In seinem Buch Just and Unjust Wars erinnert der US-amerikanische Philosoph Michael Walzer daran, dass die Kombattanten auf beiden Seiten den gleichen moralischen Rechten und Pflichten unterliegen. So darf z.B. keine Seite Kriegsverbrechen begehen. Wer auf der gerechten Seite kämpft, hat auch die Pflicht, Unschuldige zu verschonen, und der Soldat auf der ungerechten Seite hat ein Recht darauf, menschlich behandelt zu werden, wenn er gefangen genommen wird oder verwundet im Krankenhaus liegt. Aber auch die Soldaten, die auf der ‘falschen’ Seite kämpfen, haben ein moralisches Recht, ihre Pflicht zu erfüllen.

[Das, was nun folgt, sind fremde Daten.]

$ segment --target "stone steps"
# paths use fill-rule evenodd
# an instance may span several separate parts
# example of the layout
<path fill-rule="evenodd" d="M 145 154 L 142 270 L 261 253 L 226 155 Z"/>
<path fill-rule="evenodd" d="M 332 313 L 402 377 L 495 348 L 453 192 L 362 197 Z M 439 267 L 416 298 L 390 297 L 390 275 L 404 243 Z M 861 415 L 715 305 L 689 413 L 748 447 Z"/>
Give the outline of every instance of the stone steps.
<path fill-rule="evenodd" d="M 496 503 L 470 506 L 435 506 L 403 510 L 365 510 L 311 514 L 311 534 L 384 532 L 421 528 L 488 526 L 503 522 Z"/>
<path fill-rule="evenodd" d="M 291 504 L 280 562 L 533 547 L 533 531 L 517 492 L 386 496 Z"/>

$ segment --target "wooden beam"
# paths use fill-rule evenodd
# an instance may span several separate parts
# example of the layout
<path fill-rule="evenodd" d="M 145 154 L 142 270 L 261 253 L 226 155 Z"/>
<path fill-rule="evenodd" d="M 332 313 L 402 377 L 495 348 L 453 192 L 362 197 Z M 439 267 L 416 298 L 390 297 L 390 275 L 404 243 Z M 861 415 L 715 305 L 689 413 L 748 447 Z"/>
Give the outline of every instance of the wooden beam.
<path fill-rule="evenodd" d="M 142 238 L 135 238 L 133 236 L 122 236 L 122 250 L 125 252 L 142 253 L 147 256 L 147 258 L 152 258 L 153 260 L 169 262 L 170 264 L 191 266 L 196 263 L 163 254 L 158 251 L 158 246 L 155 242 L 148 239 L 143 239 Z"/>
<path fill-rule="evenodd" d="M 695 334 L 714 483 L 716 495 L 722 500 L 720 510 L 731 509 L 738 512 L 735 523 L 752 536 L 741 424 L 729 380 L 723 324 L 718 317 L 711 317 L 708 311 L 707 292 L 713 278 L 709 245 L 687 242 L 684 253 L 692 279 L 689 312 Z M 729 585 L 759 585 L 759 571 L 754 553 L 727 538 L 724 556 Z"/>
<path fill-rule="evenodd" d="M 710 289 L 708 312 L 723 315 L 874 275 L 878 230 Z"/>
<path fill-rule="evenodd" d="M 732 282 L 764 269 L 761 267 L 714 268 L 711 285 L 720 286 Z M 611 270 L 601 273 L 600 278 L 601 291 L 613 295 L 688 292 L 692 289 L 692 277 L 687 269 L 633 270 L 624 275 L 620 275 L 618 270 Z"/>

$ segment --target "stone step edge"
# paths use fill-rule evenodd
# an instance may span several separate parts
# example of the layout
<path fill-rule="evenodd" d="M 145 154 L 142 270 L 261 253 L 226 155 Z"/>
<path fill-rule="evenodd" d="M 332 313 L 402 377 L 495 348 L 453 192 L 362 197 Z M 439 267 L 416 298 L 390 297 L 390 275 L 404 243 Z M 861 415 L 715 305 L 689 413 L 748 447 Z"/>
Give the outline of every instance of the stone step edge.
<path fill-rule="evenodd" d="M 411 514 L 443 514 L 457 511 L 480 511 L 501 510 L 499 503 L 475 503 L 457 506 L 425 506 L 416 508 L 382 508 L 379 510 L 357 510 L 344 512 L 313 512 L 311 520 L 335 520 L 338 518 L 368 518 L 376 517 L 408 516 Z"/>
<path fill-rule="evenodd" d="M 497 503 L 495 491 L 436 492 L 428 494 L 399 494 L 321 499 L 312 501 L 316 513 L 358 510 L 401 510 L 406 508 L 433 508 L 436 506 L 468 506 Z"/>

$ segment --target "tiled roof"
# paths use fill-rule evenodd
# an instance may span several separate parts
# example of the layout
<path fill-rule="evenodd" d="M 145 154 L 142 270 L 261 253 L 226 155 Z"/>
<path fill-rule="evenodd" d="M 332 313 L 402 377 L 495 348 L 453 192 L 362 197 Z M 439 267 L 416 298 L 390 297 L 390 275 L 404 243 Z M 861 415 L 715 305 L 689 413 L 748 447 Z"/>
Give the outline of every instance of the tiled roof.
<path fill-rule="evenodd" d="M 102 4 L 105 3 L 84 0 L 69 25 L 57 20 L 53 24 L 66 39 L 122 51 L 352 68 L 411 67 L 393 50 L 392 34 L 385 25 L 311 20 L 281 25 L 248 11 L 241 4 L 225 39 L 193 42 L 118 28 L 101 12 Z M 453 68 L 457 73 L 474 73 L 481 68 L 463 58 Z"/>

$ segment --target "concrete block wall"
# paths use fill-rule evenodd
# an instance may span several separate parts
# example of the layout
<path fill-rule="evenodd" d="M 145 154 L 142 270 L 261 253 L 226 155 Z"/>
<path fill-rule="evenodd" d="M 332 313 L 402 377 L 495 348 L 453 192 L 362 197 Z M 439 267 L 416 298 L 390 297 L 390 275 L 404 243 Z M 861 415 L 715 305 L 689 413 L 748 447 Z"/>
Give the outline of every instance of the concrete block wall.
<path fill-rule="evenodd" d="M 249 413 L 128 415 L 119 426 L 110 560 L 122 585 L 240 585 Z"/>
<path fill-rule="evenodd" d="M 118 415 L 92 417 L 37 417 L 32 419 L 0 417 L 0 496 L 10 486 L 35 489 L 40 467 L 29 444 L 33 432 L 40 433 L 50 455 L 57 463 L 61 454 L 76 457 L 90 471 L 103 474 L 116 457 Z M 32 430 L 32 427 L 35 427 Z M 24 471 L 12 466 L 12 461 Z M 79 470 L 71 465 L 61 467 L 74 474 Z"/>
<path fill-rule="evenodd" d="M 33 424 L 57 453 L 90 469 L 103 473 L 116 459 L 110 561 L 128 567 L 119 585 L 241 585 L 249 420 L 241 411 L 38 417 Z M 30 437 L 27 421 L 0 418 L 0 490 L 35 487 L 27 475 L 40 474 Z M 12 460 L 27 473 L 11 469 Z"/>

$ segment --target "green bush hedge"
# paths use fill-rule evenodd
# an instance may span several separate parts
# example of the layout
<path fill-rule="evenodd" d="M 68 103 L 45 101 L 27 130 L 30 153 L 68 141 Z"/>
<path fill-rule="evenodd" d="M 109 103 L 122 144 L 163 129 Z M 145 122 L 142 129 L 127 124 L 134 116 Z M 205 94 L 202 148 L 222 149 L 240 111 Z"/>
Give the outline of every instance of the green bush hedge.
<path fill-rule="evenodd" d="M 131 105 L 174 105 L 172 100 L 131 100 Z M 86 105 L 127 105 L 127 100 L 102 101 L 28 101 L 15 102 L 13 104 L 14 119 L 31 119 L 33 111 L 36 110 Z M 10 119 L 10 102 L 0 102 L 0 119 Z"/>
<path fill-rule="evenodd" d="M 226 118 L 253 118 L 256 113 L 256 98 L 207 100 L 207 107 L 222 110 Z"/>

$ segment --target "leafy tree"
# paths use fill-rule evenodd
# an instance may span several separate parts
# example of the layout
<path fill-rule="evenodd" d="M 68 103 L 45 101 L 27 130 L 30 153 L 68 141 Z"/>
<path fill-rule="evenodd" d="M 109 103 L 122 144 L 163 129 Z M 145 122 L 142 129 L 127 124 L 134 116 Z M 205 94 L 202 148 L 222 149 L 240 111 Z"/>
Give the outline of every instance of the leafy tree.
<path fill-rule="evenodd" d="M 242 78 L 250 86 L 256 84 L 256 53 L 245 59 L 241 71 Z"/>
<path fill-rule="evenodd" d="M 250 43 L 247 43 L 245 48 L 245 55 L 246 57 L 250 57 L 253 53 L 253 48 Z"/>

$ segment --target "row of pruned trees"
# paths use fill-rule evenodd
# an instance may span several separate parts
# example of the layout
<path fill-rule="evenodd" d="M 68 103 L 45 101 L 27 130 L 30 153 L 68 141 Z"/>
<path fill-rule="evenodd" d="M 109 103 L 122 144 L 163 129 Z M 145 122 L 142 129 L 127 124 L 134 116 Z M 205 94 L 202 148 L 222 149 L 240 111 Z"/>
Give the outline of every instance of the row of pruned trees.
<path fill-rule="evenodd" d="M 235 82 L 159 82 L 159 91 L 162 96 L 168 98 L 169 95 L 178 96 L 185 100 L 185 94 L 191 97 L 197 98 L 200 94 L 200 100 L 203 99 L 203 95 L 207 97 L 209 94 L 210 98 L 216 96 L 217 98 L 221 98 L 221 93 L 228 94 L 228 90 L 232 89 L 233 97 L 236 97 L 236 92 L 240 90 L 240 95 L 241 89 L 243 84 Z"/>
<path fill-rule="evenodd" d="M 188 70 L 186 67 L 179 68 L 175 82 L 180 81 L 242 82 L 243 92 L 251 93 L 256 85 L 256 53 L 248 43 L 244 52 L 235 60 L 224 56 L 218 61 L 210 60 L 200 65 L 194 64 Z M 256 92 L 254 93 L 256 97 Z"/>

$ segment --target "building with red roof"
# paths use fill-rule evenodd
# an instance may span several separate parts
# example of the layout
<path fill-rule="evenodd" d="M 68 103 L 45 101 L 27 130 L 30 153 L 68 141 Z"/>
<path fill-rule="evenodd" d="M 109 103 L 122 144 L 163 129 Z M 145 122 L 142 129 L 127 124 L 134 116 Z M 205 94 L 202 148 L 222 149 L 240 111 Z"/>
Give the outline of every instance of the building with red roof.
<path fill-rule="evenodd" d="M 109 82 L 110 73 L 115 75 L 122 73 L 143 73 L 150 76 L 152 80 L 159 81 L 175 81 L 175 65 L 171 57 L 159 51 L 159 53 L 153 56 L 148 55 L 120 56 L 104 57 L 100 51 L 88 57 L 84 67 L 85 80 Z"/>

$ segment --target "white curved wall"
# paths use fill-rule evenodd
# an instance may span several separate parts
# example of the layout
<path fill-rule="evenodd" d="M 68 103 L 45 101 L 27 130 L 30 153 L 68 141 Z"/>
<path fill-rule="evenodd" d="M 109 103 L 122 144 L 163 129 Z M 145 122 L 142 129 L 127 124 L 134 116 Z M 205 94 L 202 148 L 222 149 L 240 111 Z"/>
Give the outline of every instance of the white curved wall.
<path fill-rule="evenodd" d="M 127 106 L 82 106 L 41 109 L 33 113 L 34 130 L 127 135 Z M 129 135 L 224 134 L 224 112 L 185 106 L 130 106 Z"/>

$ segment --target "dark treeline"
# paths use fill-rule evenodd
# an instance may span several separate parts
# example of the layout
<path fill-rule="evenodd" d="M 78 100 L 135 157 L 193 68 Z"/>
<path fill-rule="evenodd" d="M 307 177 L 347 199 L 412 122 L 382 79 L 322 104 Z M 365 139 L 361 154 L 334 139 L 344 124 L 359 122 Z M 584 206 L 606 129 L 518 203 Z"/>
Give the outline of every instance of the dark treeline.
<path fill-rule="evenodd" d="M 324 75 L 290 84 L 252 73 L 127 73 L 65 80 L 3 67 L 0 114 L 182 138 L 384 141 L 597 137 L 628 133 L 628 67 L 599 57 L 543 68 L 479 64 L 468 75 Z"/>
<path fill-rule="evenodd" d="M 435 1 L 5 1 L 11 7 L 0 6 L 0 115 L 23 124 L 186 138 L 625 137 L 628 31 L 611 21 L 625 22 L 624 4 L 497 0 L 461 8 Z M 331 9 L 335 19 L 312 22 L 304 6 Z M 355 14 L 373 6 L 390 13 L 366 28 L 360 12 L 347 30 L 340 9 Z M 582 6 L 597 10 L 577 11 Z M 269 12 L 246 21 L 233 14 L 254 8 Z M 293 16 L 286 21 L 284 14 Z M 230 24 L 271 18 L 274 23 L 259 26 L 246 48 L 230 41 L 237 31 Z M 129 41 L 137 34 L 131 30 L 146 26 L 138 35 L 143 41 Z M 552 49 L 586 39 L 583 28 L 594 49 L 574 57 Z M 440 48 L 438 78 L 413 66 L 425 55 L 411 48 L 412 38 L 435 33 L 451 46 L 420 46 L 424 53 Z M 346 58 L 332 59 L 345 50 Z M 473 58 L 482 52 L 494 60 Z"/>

SeverlohAls am 6. Juni 1944 die alliierten Streitkräfte in der Normandie landeten, schoss ein junger deutscher Soldat, Heinz Severloh (s. Foto), in recht kurzer Zeit Hunderte von US-Soldaten mit einem Maschinengewehr nieder. Er wurde gefangen genommen, aber nicht wegen Massenmords verurteilt. Die Alliierten ging zu Recht davon aus, dass er seine Pflicht als deutscher Soldat erfüllte und für die Ungerechtigkeit des Kriegs der Nazis nicht verantwortlich gemacht werden kann. Soldaten sind im Hinblick auf den Grund und den Zweck eines Krieges (lat. ius ad bellum) weitgehend den Entscheidungen der Führung ihres Landes unterworfen. Es macht nicht viel Sinn darauf zu bestehen, dass sie sich keinesfalls an einem Krieg beteiligen dürfen, der auf der anderen Seite für illegal und unmoralisch gehalten wird. Aber jeder Soldat ist voll verantwortlich für das ius in bello, für die konkreten Kriegshandlungen auf dem Schlachtfeld. Kombattanten und Zivilisten müssen nach den allgemeinen Regeln der Moral behandelt werden. Kriegsverbrechen sind für alle Soldaten verboten, und Befehle, sie zu begehen, können und sollen missachtet werden.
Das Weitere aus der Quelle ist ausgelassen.